Approximate base cost: €300-400+ (excluding accounting & tax work)

Other Ways a Company May Cease to Exist

Termination by Court Judgment

Under Article 468 of the Companies Act, members holding at least 10% of share capital may sue for termination if:

  • The company’s purpose cannot be achieved
  • Other significant legal reasons exist

Bankruptcy

If assets are insufficient to satisfy creditors, bankruptcy must be initiated.

  • Governed by the Bankruptcy Act
  • Results in company deletion after proceedings conclude

Post-Deletion Liability

For companies closed under simplified procedure without liquidation:

  • Members are jointly and severally liable with their entire personal assets
  • Creditors may enforce claims within 2 years from publication of deletion

If an objection is filed within 30 days:

  • Simplified closure is revoked
  • Regular liquidation is imposed

Key Regulations (current in 2026)

  • Companies Act (OG 111/93 → 136/24)
  • Companies Register Act (OG 1/95 → 123/23)
  • Bankruptcy Act (OG 71/15 → 27/24)
  • Accounting Act
  • Ordinances on company registration, tax declarations, and bankruptcy filings

Cost of Closing a Company in Croatia

Cost of Simplified Company Closure in Croatia (Without Liquidation)

The simplified closing procedure is officially regulated under Article 472.a of the Croatian Companies Act (Zakon o trgovačkim društvima).

In practice, total costs usually range between €200 and €300, covering:

  • notary certification of shareholder resolutions and declarations,
  • court register filing fees,
  • publication of the notice to creditors.

How Much Does It Cost to Liquidate a Company in Croatia?

Liquidating a company in Croatia means closing a company through the formal liquidation procedure (likvidacija društva) under the Croatian Companies Act (Zakon o trgovačkim društvima).

Based on common legal and accounting practice in Croatia, total costs usually exceed €300 – €400+ (Accounting Fees not included), and may increase depending on complexity. This assumes you are doing the paperwork yourself.

Typical cost components include:

  • court registration and publication fees,
  • notary fees,
  • administrative and accounting costs during liquidation,
  • potential liquidator-related expenses.

Croatia offers one of the most cost-efficient company closure systems in the EU, but mistakes can create long-term personal liability especially for directors and shareholders in simplified closures.

At Mandracchio Capital, we:

  • Assess eligibility for simplified vs. liquidation closure
  • Coordinate notaries, courts, accountants, and tax authorities
  • Eliminate director contribution risks
  • Ensure permanent, clean deletion with no future exposure

If you are considering closing a Croatian d.o.o., contact us for a structured, compliant exit strategy.

FAQ

How much does it cost to close a company in Croatia?

The cost depends on the closure method and the company’s situation. In general, closing a company includes fixed administrative/notary fees plus professional fees (legal + accounting).

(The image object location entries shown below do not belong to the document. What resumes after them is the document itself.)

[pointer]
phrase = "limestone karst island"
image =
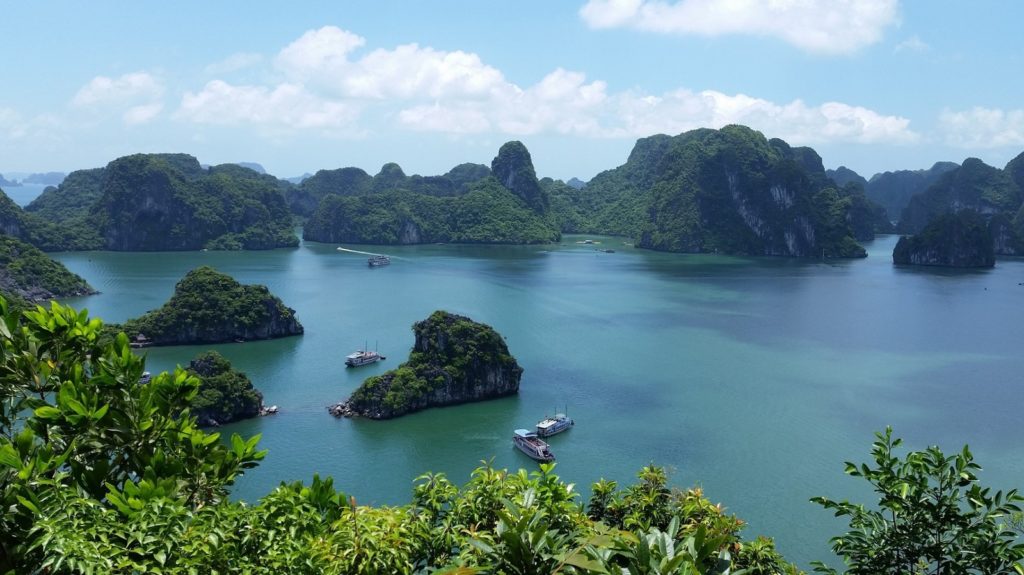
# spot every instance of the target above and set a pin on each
(584, 288)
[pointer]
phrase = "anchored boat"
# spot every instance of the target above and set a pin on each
(363, 357)
(528, 443)
(551, 426)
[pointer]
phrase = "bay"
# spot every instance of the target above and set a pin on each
(753, 378)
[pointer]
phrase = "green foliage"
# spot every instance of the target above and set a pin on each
(487, 213)
(81, 439)
(209, 307)
(224, 394)
(728, 190)
(451, 350)
(161, 202)
(932, 517)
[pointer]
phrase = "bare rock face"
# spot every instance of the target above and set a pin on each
(211, 307)
(454, 360)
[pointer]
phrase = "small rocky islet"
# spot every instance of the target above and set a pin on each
(454, 360)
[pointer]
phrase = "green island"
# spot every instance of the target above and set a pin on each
(161, 202)
(951, 239)
(454, 360)
(101, 473)
(469, 205)
(225, 394)
(730, 191)
(211, 307)
(29, 276)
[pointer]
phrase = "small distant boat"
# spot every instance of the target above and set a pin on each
(551, 426)
(528, 443)
(363, 357)
(377, 261)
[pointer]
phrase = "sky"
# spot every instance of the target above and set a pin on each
(875, 85)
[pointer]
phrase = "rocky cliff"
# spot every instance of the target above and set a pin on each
(30, 276)
(225, 395)
(952, 239)
(211, 307)
(460, 207)
(454, 360)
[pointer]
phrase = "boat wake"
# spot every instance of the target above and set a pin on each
(364, 253)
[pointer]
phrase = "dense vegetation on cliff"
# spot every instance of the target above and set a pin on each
(102, 474)
(225, 395)
(728, 190)
(212, 307)
(28, 274)
(390, 209)
(951, 239)
(454, 360)
(893, 190)
(304, 197)
(163, 202)
(996, 194)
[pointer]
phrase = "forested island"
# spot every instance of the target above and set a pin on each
(102, 473)
(951, 239)
(731, 190)
(224, 394)
(29, 276)
(210, 307)
(454, 360)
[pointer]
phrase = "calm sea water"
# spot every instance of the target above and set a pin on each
(753, 378)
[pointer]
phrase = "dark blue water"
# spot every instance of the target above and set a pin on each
(753, 378)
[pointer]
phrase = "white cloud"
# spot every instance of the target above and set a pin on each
(235, 62)
(830, 27)
(329, 85)
(983, 128)
(912, 44)
(318, 52)
(287, 104)
(138, 96)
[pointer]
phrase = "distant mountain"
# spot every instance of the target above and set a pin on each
(996, 195)
(304, 197)
(48, 178)
(252, 166)
(161, 202)
(950, 239)
(844, 176)
(729, 190)
(465, 206)
(299, 179)
(893, 190)
(30, 276)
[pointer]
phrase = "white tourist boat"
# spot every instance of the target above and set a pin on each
(551, 426)
(528, 443)
(363, 357)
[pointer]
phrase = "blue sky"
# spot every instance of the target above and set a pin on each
(871, 84)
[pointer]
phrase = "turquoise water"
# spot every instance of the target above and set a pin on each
(753, 378)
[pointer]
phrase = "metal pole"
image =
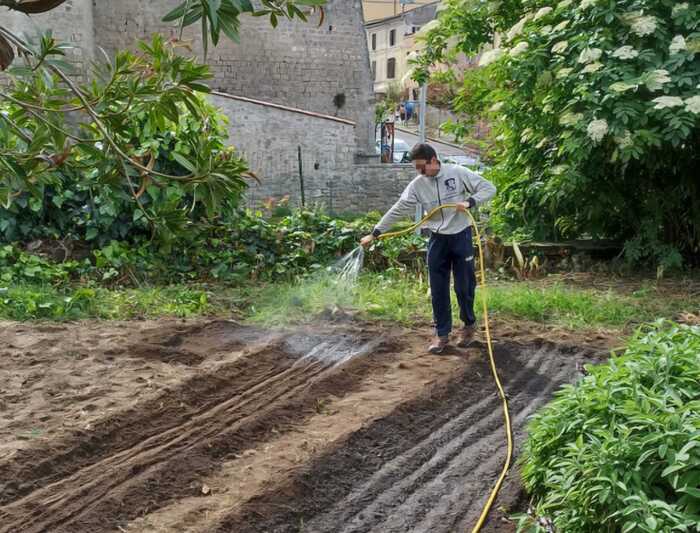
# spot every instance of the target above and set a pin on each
(421, 115)
(301, 178)
(421, 136)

  • Simplified dissolution is usually cheaper because the procedure is shorter and less complex.
  • Regular liquidation is more expensive due to mandatory filings, creditor procedures, and longer accounting/tax work.
    Extra costs may apply if the company has employees, unpaid taxes, debts, or ongoing contracts.

How long does it take to close a company in Croatia?

  • Simplified dissolution: usually around 2–3 months (only possible if the company is clean: no debts, no assets, no employees).
  • Regular liquidation: typically 12–24 months, depending on the company’s status and whether there are creditors or unresolved liabilities.

What is the process of closing down a company in Croatia?

The process usually includes:

  1. Confirming whether simplified dissolution is possible, or liquidation is required
  2. Passing a shareholder decision to close the company
  3. Settling all obligations (tax, accounting, suppliers, employees if any)
  4. Submitting closure documents to the competent authorities/court register
  5. Completing the final steps until the company is officially deleted from the register

If the company still has assets or liabilities, liquidation is required and the procedure becomes longer and more formal.